Tennessee’s 45-6 rout of No. 12 Northwestern in the Outback Bowl not only capped the Volunteers’ best season in eight years, it also showcased some of the returning talent that gives the Vols a chance to keep improving as they prepare for 2016.

That win was the highlight of a 2015 season that saw Tennessee close on a six-game winning streak — its longest since Phil Fulmer was coaching.

But there were bumps along the way. The Vols finished 9-4 for their highest victory total since they won 10 games under Fulmer in 2007, but their four losses were all one-possession defeats to Oklahoma, Florida, Arkansas and Alabama.

Tennessee blew leads of at least 13 points in three of those setbacks, but there’s no shame in losing to the eventual national champion, a CFP semifinalist and the SEC East champ (at least when the Gators had Will Grier).

In most media outlets’ way-too-early preseason polls, the Vols are either in the Top 10 or ranked just outside of it. Now that recruiting season is over, it’s time to ask whether the Vols deserve that lofty status.

Here are several reasons they do:

1. Who they have coming back: With as many as 17 starters back from 2015, including quarterback Joshua Dobbs and running back Jalen Hurd, Tennessee should be favored to win the SEC East in 2016. Other key returnees include linebacker Jalen Reeves-Maybin, cornerback Cameron Sutton, defensive end Derek Barnett, safety/kick returner Evan Berry and offensive lineman Jashon Robertson.

2. The 2016 recruiting class: Led by defensive end Jonathan Kongbo, the Volunteers were able to bring in 10 four-star prospects in their 21-member group. It is the N0. 7 class in the SEC and the No. 14 class in the nation, according to 247 Sports’ Composite Rankings.
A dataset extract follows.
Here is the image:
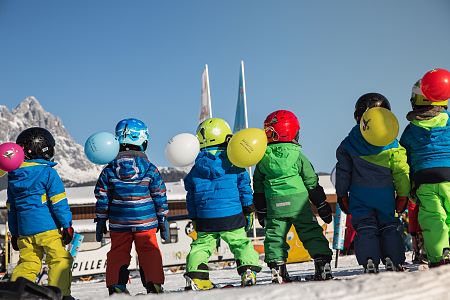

3. The 2016 schedule: The Volunteers won’t leave the state of Tennessee for nine of their 12 regular-season games. The Vols will play seven games at Neyland Stadium, including matchups against Florida, Alabama, Kentucky and Missouri, will make a trip to Vanderbilt and will compete in the Battle at Bristol, which will pit Tennessee and Virginia Tech at Bristol Motor Speedway. Home games against Appalachian State, Ohio and Tennessee Tech round out the Volunteers’ non-conference slate.

With the exception of the matchup against the defending national champion Crimson Tide, every game appears to be winnable, and an 11-1 finish would almost certainly guarantee an SEC East title and would definitely justify a Top 10 preseason ranking.

In an area of concern for the Volunteers, defensive coordinator John Jancek has been fired and replaced by former Penn State DC Bob Shoop. Plus, Tennessee will have to replace some key players, including linebacker Curt Maggitt, left tackle Kyler Kerbyson, safeties Brian Randolph and LaDarrell McNeil, wide receiver Von Pearson and defensive tackle Owen Williams. But the Volunteers came pretty close to having a breakthrough season in 2015 and have multiple reasons to believe that 2016 will be even better.

“The road to success is always under construction, and we need to continue to recruit and develop, and continue to grow and elevate our football program,” Butch Jones said. “But where we’ve come in three short years is amazing.”

Tennessee could have an amazing 2016 campaign — one it hopes ends in the same spot as the 2015 season — Tampa’s Raymond James Stadium, site of the 2016 national championship game.